_sobre este livro
O mito de Narciso pode ser entendido como uma condenação moral à vaidade, bem como o pasmo da descoberta do eu, do corpo — nosso (des)limite, uma equação móvel cujas variáveis abrangeriam o funcionamento fisiológico, o aparelho psíquico, atravessados pelo entorno, estímulos incisivos, ubíquos.
Essa equação flutuante funcionaria como um “preâmbulo epigráfico” de Exercícios de ser e não ser, de Diogo Rufatto. O livro sonda três temas que não raro se imiscuem: a identidade, o verso, o erótico. Diz-se sondagem devido ao modo como a voz ali o faz: via relato poético, procedimento que parece colher algo do “narrar inquirindo” de Montaigne, do sensacionismo de Pessoa. A voz poética divaga ensaisticamente quão esquizo se pode ser: “Nos incômodos do existir / encontram-se os não seres”. Talvez por uma herança simbolista, Rufatto usa da musicalidade (em rimas, aliterações) que ora sugerem fluidez entre os “seres do ser”, ora, ruptura na passagem, via fonemas do /s/ e /t/.

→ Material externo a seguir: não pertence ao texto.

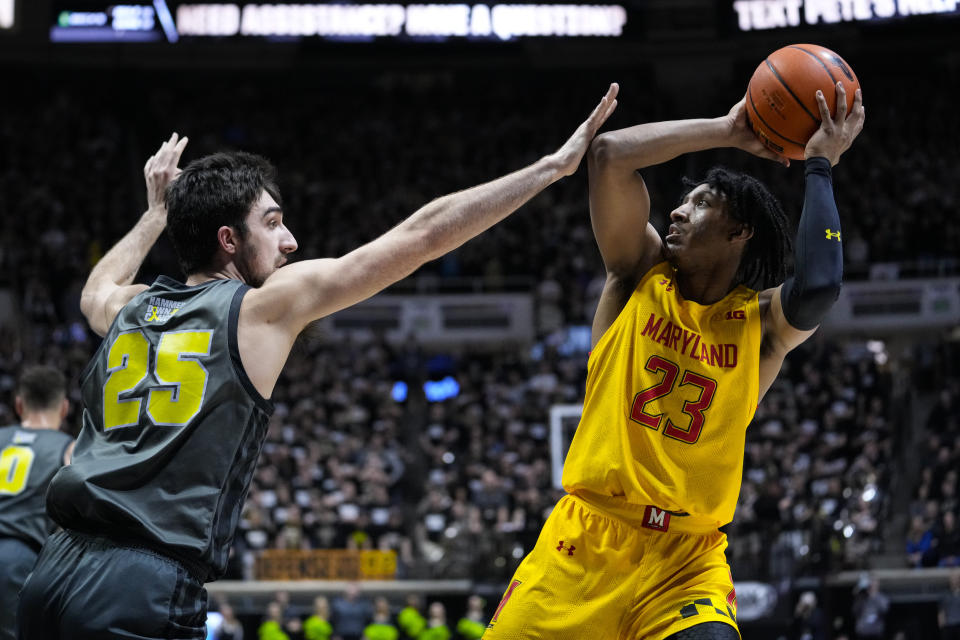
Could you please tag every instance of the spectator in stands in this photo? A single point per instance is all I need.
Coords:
(474, 622)
(230, 628)
(380, 627)
(437, 628)
(869, 609)
(351, 613)
(948, 617)
(809, 621)
(948, 540)
(920, 550)
(317, 626)
(272, 627)
(410, 620)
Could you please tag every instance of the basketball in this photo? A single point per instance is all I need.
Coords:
(781, 97)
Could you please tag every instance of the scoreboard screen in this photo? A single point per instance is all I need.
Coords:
(8, 13)
(163, 21)
(755, 15)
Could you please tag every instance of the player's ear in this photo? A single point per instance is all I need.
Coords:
(741, 232)
(227, 238)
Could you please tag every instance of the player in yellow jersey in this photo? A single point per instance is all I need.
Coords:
(689, 334)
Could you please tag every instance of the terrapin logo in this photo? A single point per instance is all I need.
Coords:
(159, 310)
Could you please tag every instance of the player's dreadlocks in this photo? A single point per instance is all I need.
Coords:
(763, 264)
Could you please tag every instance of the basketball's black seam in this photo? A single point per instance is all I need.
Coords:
(790, 91)
(757, 113)
(817, 58)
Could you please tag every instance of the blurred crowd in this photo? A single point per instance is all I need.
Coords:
(933, 537)
(817, 471)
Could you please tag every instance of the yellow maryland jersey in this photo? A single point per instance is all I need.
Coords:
(671, 388)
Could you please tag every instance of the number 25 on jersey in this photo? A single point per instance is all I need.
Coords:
(181, 378)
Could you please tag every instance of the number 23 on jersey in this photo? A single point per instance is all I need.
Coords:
(694, 409)
(181, 379)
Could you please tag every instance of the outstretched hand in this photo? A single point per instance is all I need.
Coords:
(571, 153)
(744, 138)
(836, 133)
(161, 169)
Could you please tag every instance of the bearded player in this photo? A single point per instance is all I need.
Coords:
(689, 334)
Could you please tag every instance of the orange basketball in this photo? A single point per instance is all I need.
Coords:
(782, 95)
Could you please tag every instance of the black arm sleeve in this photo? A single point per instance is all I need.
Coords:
(809, 293)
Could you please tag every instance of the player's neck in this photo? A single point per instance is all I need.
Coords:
(226, 272)
(707, 286)
(41, 420)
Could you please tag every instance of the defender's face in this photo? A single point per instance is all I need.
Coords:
(698, 224)
(265, 247)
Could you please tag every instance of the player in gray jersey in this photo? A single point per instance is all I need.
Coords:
(176, 401)
(30, 453)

Tal dicotomia viria como um pêndulo examinador em que numa ponta há a psicanálise acessando a latência do eu, noutra, a antropologia pensando as práticas da comunidade: o “eu é um outro” rimbaudiano toca numa “antropologia especulativa” (Saer) dessa legião de si assombrando o eu. Para tal, o erótico vem como negaceio no processo (Bataille), tangenciando o interdito, a violência, esses limites intricados que colocam o sujeito na civilização, mas que, brutos ainda, tangenciam a barbárie do instinto. E no espelho, esse grande outro, “imagem — tu que sou eu”, o leitor vislumbrará a ambivalência da tosquidão de um “ser urso” e a sofisticação do eu erótico dissimulando desejos para “Tudo atravessar / o fogo, o verso, o instante”.